There are moments in a person’s life that you remember so vividly and feel it utterly down to your core. This was one of those moments for me. I was on the precipice of my entire future and I remember feeling a sense of total freedom and hope for what my future would hold. I felt like I could do absolutely anything, the feeling only a young, naive teen has when adrenaline is mixed with complete ambition. While I think that 1989 should’ve been an anthem for me at this time—and deep down I think it was—my relationship with Taylor Swift was complicated.
The environment I grew up in was highly controlling and totally patriarchal. A girl wasn’t allowed to be a girl, she had to be a cool girl. A good girl. To smile and nod her head when the men spoke. She could sit at the table and listen and ask questions, but god forbid she wanted to contribute. She had to be feminine, but not too girly because that was vain. She definitely couldn’t be sexy, but she had to have sex appeal—but in a 1940s sort of way. If she dated more than one guy she was a slut and if she was ambitious she was trying to be too much of a man. Taylor Swift was portrayed to me as being the embodiment of everything I shouldn’t be, but deep down she was the embodiment of everything I was and wanted to be—I just didn’t know it at the time, or at least couldn’t admit it to myself. I listened to the way they talked about her and didn’t want them to talk about me the same way. So as the pendulum swings when you’re young, I swore I wanted to be nothing like her, that I didn’t like her music, and that she wasn’t cool.

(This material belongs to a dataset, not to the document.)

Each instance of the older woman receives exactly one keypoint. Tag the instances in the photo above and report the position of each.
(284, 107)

But in secret moments, in the seclusion of my car or when no one was home, I’d play her songs and let myself be free, just like I was in that car when I first listened to 1989. Outwardly, I couldn’t let myself be seen liking her, because I compulsively needed the approval of everyone around me, especially the men. I lived, but for others, and was constantly torn by my strong sense of individuality and my desperation to get approval from everyone yet never pleasing myself. Looking back I feel like Taylor Swift’s music would’ve and should’ve been more a part of my life. Many of her lyrics would’ve been a guiding compass for what I was experiencing and feeling at so many different points in my life as I struggled with breaking free from the environment I had grown up in and the pressure to be perfect, while everyone around me just wanted to watch me fall.
I wish I could say that I was like many of the other fans out there who adored unabashedly through thick and thin, but I can’t. I was too self-conscious, too much of a people-pleaser, and too scared to be myself. I didn't want to be hated by everyone and I so often felt like I was, so I bent, molded, and made myself into someone I thought people would like, so they would want me, so they wouldn’t laugh at me. Much of my youth was characterized by being severely bullied, not to mention my severely complicated home life. I learned quickly to please and to be who others wanted me to be because being myself was bad. So I did what seemed like the logical thing, I stuffed the real me into a box and locked her away so no one would ever see her. I became a blank canvas reflecting back to everyone what they wanted to see and never straying outside of those lines. For each person I would transform myself into their perfect version of me tailored just for them. They wanted someone quiet, I could do that. They wanted one of the guys, I could be that. I could do anything and be anything they wanted, until I couldn’t.
While living in New York I reached a breaking point. The glass shattered and the fragments of all these versions of myself that I created scattered across floor. As I crawled over the broken shards of glass, fragments digging into my skin leaving me cut and bleeding. I frantically searched, trying to find a salvageable piece of myself that those around would love, and I saw that there was nothing left. Reluctantly, with bloody hands, I swept the old versions of myself up and threw them away. I stood up I went to that old, dusty box where the real me had sat in darkness for what felt like hundreds of years. She was still there, waiting. She was all I had left, so I had to be her and when I looked at her she wasn’t so bad. At the risk of losing everyone else I realized I had to be myself, and when people faded from my life, new people started to emerge and I discovered that they liked me for me.
As I’ve escaped the world I was once a part of and have found safety in being myself, I’ve let myself like whatever I want and that includes Taylor’s music. So the release of 1989 TV represents something much bigger to me than just a simple re-recording of her album. Over the past few years, the re-release of her music has given me the freedom to be a part of the fandom in a way that I wasn’t allowed to when I was younger. As what is probably obvious at this point, when the reputation re-record is released I will absolutely lose my mind.
It’s 5:00 AM. With shaky hands, I press play. It starts and I hear that familiar intro of Welcome to New York.